In such movies as these, there’s usually just one detective: a knight-errant. In this movie, the four detectives stick together. This benefits certain scenes. When the detectives look down into the gaping hole in the desert, it’s better that there are several of them to comment on it; they’re like a questing fellowship or a party of explorers. But in other scenes, the surplus of detectives is distracting.

Historically, mid-century Los Angeles was protected by a special police posse, the Hat Squad, that used strongarm tactics to discourage organized criminals from operating in that city. (Such policing would be depicted with considerably sharper focus one year later, in the great L.A. Confidential.) One of the ironies of Mulholland Falls is that the practitioners of strongarm tactics are themselves subjected to them outside of their own jurisdictions.
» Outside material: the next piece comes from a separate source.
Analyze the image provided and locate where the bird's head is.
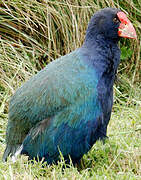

There are other tantalizing hints about the operations of the L.A.P.D. The detectives’ slimy boss, the always watchable Bruce Dern, appears for one glorious little scene. I wish the movie had given him a larger part. But so it goes with Mulholland Falls. There are some fine elements, but they aren’t woven together into a satisfying whole.

The same is true of the movie’s score, composed by Dave Grusin (whom I admire for composing the score for Lucas). Some of its passages are not very good, and the whole is a bit of a mess. But certain parts of it are lovely.